Le comportement des individus ne manque pas de surprendre. Parce que l’on attribue par exemple aux femmes ou aux plus jeunes d’entre nous des attitudes qui, en moyenne, sont bien identifiées, par exemple davantage d’universalisme, on pourrait s’attendre à ce que ces caractéristiques s’appliquent en toutes circonstances et pour tous les individus. Qu’en est-il précisément des comportements observés, par exemple, dans les débats des conseils d’administrations des entreprises ?
Lors du dernier congrès de l’Association française de finance (AFFI) ayant eu lieu fin mai à Dijon, Renée Adams, professeure de finance spécialiste des questions de genre de l’université d’Oxford, a fait une synthèse intéressante de plusieurs des travaux qu’elle a publiés sur le sujet depuis de nombreuses années. Cette féministe convaincue a voulu comparer les idées convenues sur l’attitude des administrateurs à l’épreuve des faits. Dans un article paru il y a une dizaine d’années dans le journal scientifique Management Science, elle a observé sur une population d’administrateurs partout dans le monde, avec un protocole employé communément par les experts en psychologie, les attitudes lors des votes des hommes et des femmes au regard de plusieurs critères, la préférence pour les actionnaires et le désir de pouvoir notamment.

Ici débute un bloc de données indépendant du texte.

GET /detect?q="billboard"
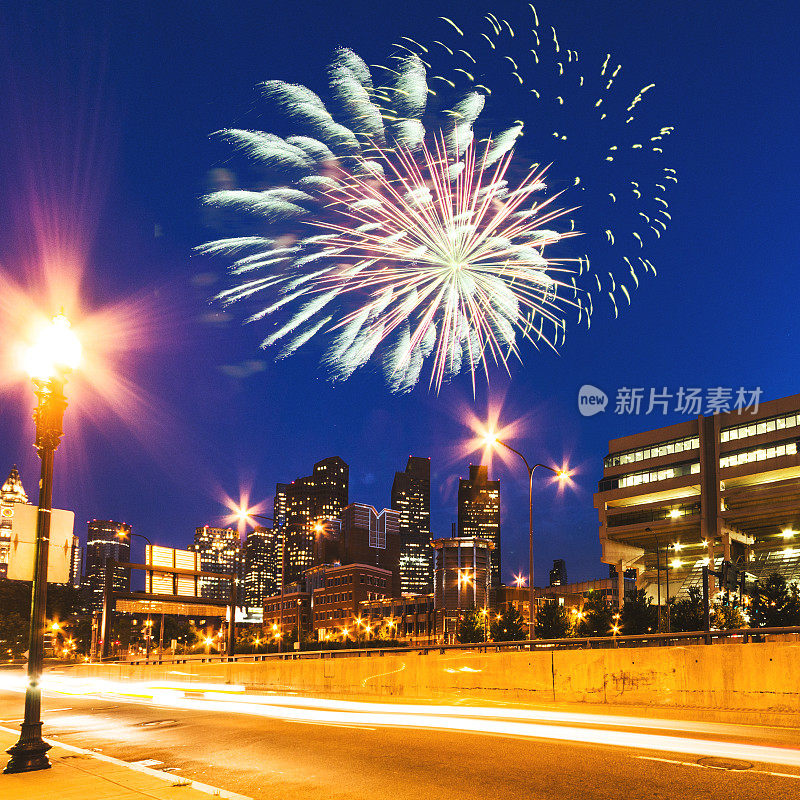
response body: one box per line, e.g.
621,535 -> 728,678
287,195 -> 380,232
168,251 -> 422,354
145,545 -> 201,596
6,504 -> 75,583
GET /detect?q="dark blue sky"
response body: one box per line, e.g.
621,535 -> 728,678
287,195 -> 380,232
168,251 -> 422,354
1,1 -> 798,585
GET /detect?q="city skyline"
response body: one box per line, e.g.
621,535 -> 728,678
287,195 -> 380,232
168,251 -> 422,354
1,0 -> 798,589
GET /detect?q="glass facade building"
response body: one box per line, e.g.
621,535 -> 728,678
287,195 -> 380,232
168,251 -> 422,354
391,456 -> 432,594
457,465 -> 501,587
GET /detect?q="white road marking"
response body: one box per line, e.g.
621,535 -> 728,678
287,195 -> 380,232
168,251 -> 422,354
289,720 -> 376,730
636,755 -> 800,780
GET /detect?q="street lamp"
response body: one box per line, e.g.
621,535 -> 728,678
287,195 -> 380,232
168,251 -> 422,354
6,313 -> 81,774
234,509 -> 276,649
483,430 -> 569,641
115,529 -> 154,658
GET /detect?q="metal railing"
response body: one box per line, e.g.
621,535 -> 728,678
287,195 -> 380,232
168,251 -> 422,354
98,626 -> 800,667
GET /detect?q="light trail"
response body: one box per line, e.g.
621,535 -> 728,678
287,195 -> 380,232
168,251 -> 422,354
2,673 -> 800,770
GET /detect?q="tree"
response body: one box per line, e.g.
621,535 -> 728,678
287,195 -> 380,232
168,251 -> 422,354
575,591 -> 612,637
671,586 -> 704,632
457,609 -> 485,643
619,588 -> 657,635
0,610 -> 29,659
490,603 -> 527,641
712,601 -> 745,630
748,573 -> 800,627
534,602 -> 570,639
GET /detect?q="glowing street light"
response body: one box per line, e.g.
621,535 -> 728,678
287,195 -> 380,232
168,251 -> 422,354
6,314 -> 81,774
482,426 -> 570,641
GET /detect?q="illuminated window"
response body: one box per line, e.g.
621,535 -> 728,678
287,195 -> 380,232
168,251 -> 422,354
601,461 -> 700,491
605,436 -> 699,468
721,412 -> 799,442
719,439 -> 798,469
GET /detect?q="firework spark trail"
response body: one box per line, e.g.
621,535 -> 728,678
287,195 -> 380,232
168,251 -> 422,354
419,5 -> 678,323
200,47 -> 582,394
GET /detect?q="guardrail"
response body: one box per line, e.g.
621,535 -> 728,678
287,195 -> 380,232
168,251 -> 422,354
96,625 -> 800,667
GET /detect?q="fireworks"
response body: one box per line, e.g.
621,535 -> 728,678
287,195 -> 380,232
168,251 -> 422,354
200,48 -> 579,393
404,4 -> 677,321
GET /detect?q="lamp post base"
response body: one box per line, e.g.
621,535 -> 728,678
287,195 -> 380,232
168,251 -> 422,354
4,723 -> 52,773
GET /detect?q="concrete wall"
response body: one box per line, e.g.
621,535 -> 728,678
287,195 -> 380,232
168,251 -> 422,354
70,642 -> 800,715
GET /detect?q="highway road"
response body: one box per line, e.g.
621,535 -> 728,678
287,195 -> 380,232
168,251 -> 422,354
1,678 -> 799,799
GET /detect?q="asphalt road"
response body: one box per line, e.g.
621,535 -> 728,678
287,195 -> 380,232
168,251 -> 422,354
1,686 -> 799,799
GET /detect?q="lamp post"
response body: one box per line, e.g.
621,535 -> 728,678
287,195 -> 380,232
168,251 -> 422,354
236,512 -> 277,648
6,313 -> 80,774
115,529 -> 153,657
484,433 -> 568,641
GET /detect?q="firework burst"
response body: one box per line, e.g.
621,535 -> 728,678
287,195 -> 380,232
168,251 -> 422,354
403,4 -> 677,322
200,48 -> 580,393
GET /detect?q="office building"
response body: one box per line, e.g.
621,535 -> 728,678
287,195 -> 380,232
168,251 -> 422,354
595,392 -> 800,607
338,504 -> 401,595
549,559 -> 567,587
498,574 -> 637,626
243,525 -> 277,608
432,536 -> 493,639
391,456 -> 432,594
69,536 -> 82,588
0,465 -> 30,578
360,594 -> 435,642
191,525 -> 240,601
306,562 -> 393,640
280,457 -> 349,585
457,465 -> 501,587
84,520 -> 131,611
262,586 -> 311,642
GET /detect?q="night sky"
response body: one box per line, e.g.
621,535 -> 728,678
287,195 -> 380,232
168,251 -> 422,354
1,1 -> 798,585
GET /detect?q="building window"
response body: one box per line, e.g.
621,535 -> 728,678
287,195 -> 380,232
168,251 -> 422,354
600,461 -> 701,491
720,440 -> 798,469
605,435 -> 700,468
721,412 -> 799,443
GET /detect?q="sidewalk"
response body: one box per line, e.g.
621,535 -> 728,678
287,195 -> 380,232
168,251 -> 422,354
0,726 -> 250,800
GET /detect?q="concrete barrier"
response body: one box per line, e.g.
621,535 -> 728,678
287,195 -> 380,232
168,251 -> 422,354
69,641 -> 800,716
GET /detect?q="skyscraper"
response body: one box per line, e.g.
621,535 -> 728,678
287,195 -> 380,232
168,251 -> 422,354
457,465 -> 501,587
84,520 -> 131,611
191,526 -> 241,601
391,456 -> 432,594
281,457 -> 349,585
69,536 -> 83,588
340,503 -> 402,596
243,525 -> 277,608
0,466 -> 30,578
549,559 -> 567,587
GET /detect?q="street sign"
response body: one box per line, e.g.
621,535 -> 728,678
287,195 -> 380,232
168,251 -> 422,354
6,504 -> 74,583
145,545 -> 201,596
114,598 -> 227,616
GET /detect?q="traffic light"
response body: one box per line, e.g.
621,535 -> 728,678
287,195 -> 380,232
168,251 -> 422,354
719,561 -> 739,593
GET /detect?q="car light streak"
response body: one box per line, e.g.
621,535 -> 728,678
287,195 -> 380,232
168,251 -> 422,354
2,672 -> 800,769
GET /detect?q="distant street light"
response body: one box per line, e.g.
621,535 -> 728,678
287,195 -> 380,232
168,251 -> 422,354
233,508 -> 276,649
6,314 -> 81,774
483,429 -> 570,641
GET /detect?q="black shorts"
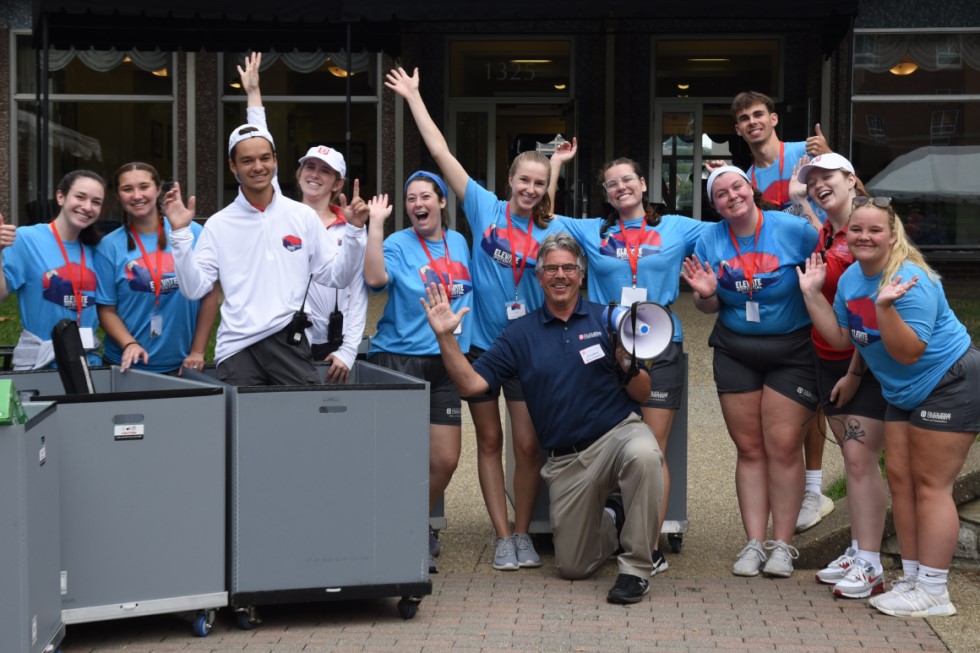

Les résultats ne sont pas tout à fait conformes aux attentes : alors que dans la population générale, les femmes montrent davantage d’attention au monde (mesuré par l’universalisme) que les hommes, les administratrices sont plus soucieuses des intérêts des actionnaires que les autres administrateurs. De même, alors que les hommes sont, dans la population générale, davantage attirés par le pouvoir, les administratrices devancent leurs collègues masculins sur ce critère. Dans les deux analyses, les résultats établis sur un grand nombre de situations sont bien statistiquement significatifs ! De même, dans des travaux non encore publiés, la chercheuse compare les comportements d’étudiants de l’université d’Oxford à ceux d’administrateurs. Bien qu’on prête aux jeunes une plus grande ouverture sur le monde, leur comportement (simulé) d’administrateurs ressemble comme deux gouttes d’eau à celui de leurs anciens.
Se méfier des moyennes
Ces exemples, pris parmi d’autres, illustrent bien le biais d’attribution que l’esprit tend à systématiquement appliquer sur ces sujets de comportement. C’est pourtant oublier que les attitudes moyennes ne décrivent pas ce qui peut parfois se passer en pratique. Parmi les femmes choisies pour devenir administratrices, cette étude montre qu’il s’en trouve bien plus ayant des comportements différents de la moyenne. Le processus de sélection, la décision d’accepter un tel rôle apparaissent ainsi comme des révélateurs d’attitudes particulières au point de surpasser ce qu’en moyenne on peut attendre d’administrateurs masculins. Le besoin d’affirmer son appartenance au groupe, voire de n’être pas suspectée d’un excès de penchant féminin, a peut-être pu jouer également.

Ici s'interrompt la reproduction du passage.